A better body after 60
Her enthusiasm may not have wavered, but I wonder whether her body is telling her otherwise. Has health and fitness become part of Brown’s business strategy now she’s in her second act? “I’ve always exercised but the way I exercise has changed. In my 20s, it was high-impact cardio, now I’m walking – I try to get in my 10,000 steps a day.” But it’s resistance training that’s made the most difference. “I do weight training twice a week, which has really helped to change my body composition – and it makes me feel good. I need to be able to pick up my granddaughter who’s almost fourteen pounds.” I can already feel the shame seep in as I ponder the dust gathering on my gym membership, when she announces: “This year I started hip-hop dancing. I’m not very good, but I don’t care because I love to dance.”
Eating to age well
“I think, most of the time, I look pretty good for my age,” she tells me (she does). “But I think it has a lot more to do with food than anything I’m doing to my skin.” Brown, a qualified nutrition coach and author of a health and wellness book, Beauty from the Inside Out, tells me she’s a fan of Gwyneth Paltrow’s dietary advisor, Dr Will Cole, the author of Intuitive Fasting and Gut Feelings.
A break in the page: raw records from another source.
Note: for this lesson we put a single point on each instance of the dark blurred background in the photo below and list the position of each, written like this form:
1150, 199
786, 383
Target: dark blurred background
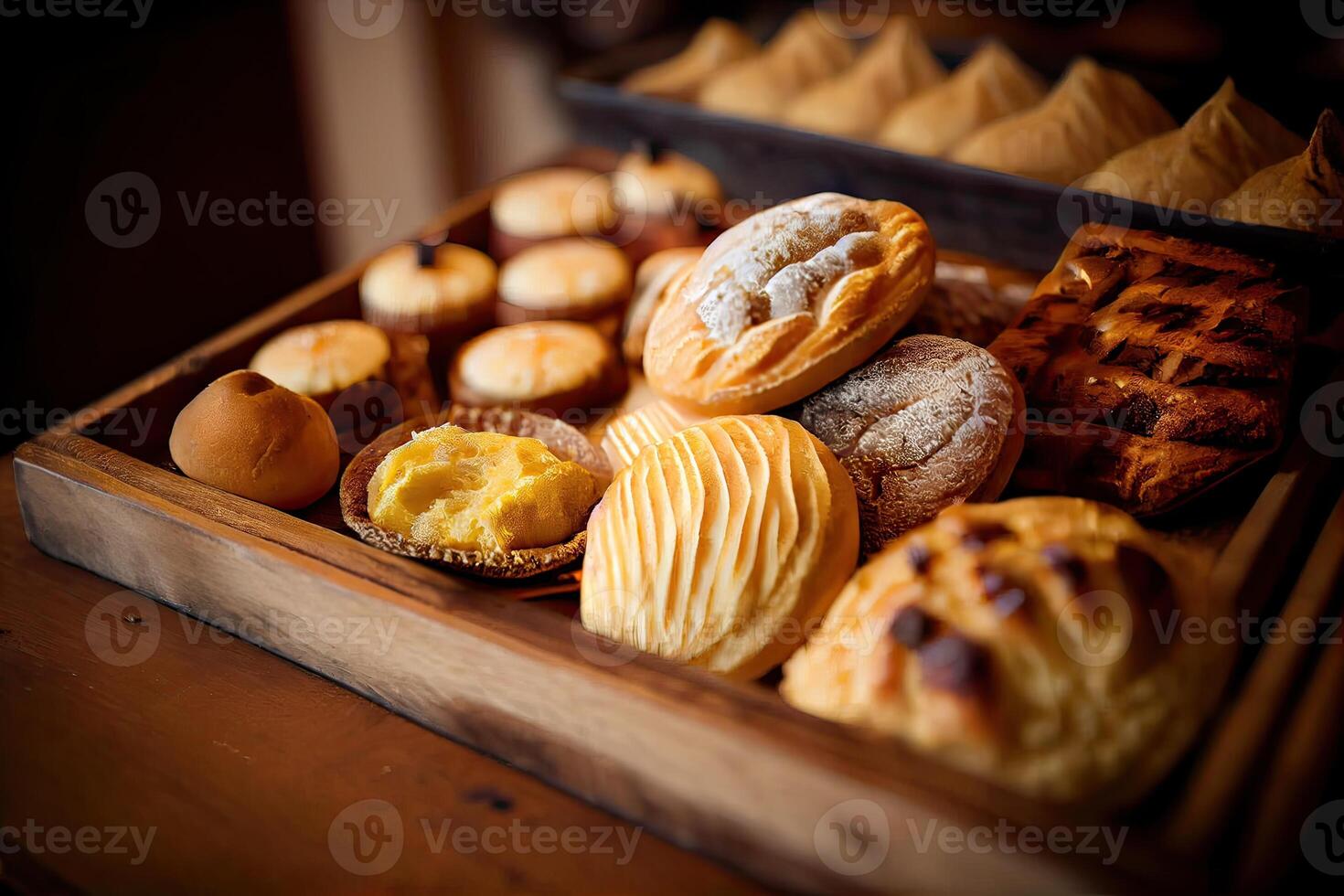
277, 103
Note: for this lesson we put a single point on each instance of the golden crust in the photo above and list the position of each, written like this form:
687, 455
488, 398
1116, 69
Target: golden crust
1018, 641
720, 546
786, 301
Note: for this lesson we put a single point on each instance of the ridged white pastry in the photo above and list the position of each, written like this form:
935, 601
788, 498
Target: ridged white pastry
1021, 641
984, 89
801, 54
1227, 140
894, 66
720, 546
1092, 114
786, 301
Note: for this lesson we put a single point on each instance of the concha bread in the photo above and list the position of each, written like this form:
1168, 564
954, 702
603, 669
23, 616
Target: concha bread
984, 89
720, 546
786, 301
1227, 140
1018, 641
1092, 114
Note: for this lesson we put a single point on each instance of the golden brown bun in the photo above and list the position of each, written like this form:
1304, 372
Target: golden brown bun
560, 367
257, 440
929, 423
322, 359
801, 54
715, 45
1304, 192
1017, 641
984, 89
897, 65
786, 301
448, 300
652, 280
720, 546
549, 203
1224, 142
574, 278
1092, 114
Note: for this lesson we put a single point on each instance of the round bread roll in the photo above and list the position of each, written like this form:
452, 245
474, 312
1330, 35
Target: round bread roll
786, 301
257, 440
1017, 641
546, 205
445, 292
652, 280
575, 278
322, 359
926, 425
558, 367
720, 546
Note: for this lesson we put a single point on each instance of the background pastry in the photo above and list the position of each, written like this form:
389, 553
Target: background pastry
715, 45
652, 280
1092, 114
546, 205
1304, 192
986, 88
720, 546
445, 292
894, 66
1224, 142
929, 423
1015, 641
786, 301
320, 360
560, 367
257, 440
1160, 366
577, 278
801, 54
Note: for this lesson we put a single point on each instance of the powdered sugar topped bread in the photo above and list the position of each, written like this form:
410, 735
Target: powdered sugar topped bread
923, 426
786, 301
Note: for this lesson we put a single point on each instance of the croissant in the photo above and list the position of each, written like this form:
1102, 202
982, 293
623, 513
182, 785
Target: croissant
803, 53
1092, 114
897, 65
1304, 192
1224, 142
715, 45
988, 86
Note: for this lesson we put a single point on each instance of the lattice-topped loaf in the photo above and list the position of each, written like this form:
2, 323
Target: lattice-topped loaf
1152, 366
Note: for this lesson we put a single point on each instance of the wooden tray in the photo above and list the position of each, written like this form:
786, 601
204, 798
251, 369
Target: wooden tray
722, 767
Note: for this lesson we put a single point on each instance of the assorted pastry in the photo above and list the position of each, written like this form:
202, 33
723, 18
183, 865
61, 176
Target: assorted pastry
788, 446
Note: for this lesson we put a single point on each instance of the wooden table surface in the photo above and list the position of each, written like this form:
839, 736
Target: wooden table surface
246, 770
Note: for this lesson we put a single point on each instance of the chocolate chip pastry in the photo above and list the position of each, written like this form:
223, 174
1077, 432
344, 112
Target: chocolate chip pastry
1153, 367
1023, 643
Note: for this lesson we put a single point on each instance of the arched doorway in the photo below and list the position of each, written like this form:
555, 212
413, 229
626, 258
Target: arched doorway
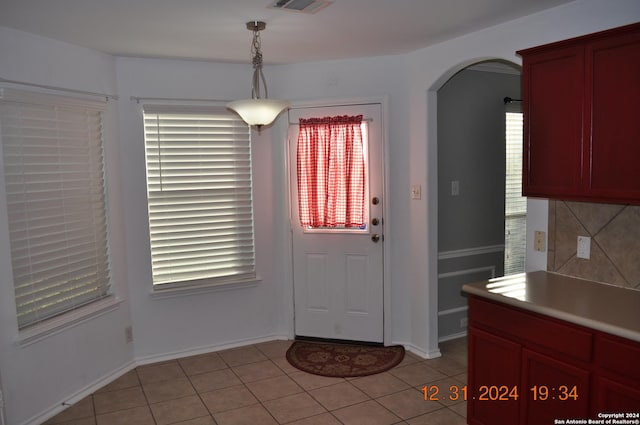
471, 184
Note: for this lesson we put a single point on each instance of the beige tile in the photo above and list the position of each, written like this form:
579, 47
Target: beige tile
272, 388
82, 409
338, 395
202, 363
209, 381
119, 400
284, 364
168, 390
240, 356
367, 413
568, 228
322, 419
598, 268
294, 407
439, 417
274, 349
91, 420
380, 384
594, 216
257, 371
620, 239
408, 403
447, 365
128, 380
228, 398
137, 415
417, 374
409, 358
448, 391
309, 381
160, 372
252, 415
182, 409
205, 420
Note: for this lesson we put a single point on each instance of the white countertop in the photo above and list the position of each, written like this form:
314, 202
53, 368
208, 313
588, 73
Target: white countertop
599, 306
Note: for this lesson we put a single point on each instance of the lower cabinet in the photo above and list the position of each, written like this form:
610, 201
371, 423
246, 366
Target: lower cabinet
552, 389
501, 360
529, 369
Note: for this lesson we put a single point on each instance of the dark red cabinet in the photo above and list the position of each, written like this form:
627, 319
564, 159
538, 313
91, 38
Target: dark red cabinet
581, 126
559, 370
501, 368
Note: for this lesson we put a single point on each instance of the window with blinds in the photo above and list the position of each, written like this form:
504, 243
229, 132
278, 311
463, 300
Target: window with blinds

Though she isn’t strict. “I’m all about moderation and intuitive eating, but will I eat pizza? Not usually, because it won’t make me feel good –but if it’s good pizza I will pay that price and, sometimes I just want someone’s French fries,” she says. White flour and sugar, however, are Brown’s non-negotiables. “I can’t eat cookies, so I don’t,” she explains of the decision to cut out foods that disrupt her gut health.
On cosmetic surgery
Brown has great skin. Has she benefited from surgical intervention? “I don’t do injectables, I don’t think they look right. Some of my friends get a little Botox and sometimes it looks good. Other times they’ve got this frozen forehead that doesn’t match everything else [on their face].” And yet she empathises with the pressure to tweak. “I’m not going to tell women they should age gracefully, it’s just what I choose to do,” says Brown.
“But, listen, I’m the first to go to my dermatologist and ask: what else can I do apart from injectables?” What she’s done is the firming energy treatment Ultherapy, which was “expensive and really painful – but I do think it made me look better”. And Morpheus8, the skin tightening radiofrequency treatment Judy Murray famously had. “I don’t know if I’ll do it again, but it did help,” Brown says, asking me if I’ve had EmSculpt, the muscle firming energy treatment that’s the equivalent of a squillion sit ups, which is on her list to try.
What’s next for Bobbi Brown?
She’s bringing out a Jones Road Gel Bronzer this month that’s so light (and un-orange) it can be applied all over as a complexion booster, or on the high points of the face.
And a line of Tinted Face Powders. “Wait until you try them, it’s crazy how good they are,” she promises. Brown is most excited about opening Jones Road stores – the flagship shop in Montclair turned over $1 million in sales within the first six months, and more are to come. Pressing for a product scoop, Brown says to expect a fragrance in September. What does Jones Road smell like? She won’t say, but I have no doubt it will be the perfume we never knew we needed.